Veel meer dan twee handjes op een onderstel van 1,80 meter is er mechanisch gezien niet nodig voor een teleoperationsrobot. De software hoeft niet autonoom te zijn, dus ook daar liggen volgens Van Hee geen onoverkomelijke bezwaren. Een dergelijk systeem zou universeel inzetbaar zijn voor allerhande toepassingen en daarom economisch aantrekkelijk. Onderhoudsmedewerkers zouden veel goedkoper op afstand kunnen werken. In de visie van de decaan heeft een bedrijf een universele robot in de bezemkast staan. Gaat er een printeronderdeel stuk? De printerfabrikant repareert het op afstand. Moeten de lampen vervangen worden? Het verantwoordelijke bedrijf zet vanuit zijn thuisbasis de universele robot in.
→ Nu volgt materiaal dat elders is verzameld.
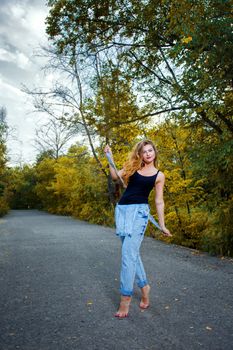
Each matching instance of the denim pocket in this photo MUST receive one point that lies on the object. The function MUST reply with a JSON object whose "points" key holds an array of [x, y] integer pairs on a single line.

Je kunt ook denken aan lagelonenproductie zonder de regie uit handen te geven, zo stelde Van Hee. Een Chinees of Indiër kan best vanuit zijn eigen land hier schoenenlappen, garnalen pellen of wafers laden. Een aantrekkelijk idee voor hen die vrezen dat R&D de productie volgt.
Afstandbestuurbare mechanica heeft nog meer potentiële voordelen, zo betoogde Van Hee. De technologie kan bewegingen vergroten of verkleinen en werken op plaatsen waar mensen niet kunnen of willen komen. Ook kan de techniek een beweging kopiëren en lopendebandwerk versnellen. Van Hee riep daarom op tot een ruim gedragen onderzoeksprogramma met de technologieleveranciers en -afnemers om dit idee te verwezenlijken.
Teleoperatiekamer
Naast het hardop dromen kwamen er op de Super Tuesday ook toepassingen aan bod die meer met beide benen op de grond staan, zei het alleen figuurlijk in het geval van Arno Wielders. De ruimtevaartconsultant van Space Horizon vertelde over de toepassingen van teleoperaties in de ruimtevaart. Volgens hem eerder een noodzakelijk kwaad dan een werkelijke deugd. De Marsrobots Spirit en Opportunity kunnen bijvoorbeeld steeds enkele meters rijden voordat ze weer nieuwe foto‘s naar Aarde moeten zenden en wachten op een commando van de thuisplaneet. De signalen zijn tussen de vijftien en twintig minuten onderweg. Een wetenschapper ter plekke zou binnen een dag meer wetenschappelijk onderzoek kunnen doen dan de karretjes in de afgelopen drie jaar, stelt Wielders. Bestuurbare robots zijn dus vooral nuttig om de weg voor mensen vrij te maken.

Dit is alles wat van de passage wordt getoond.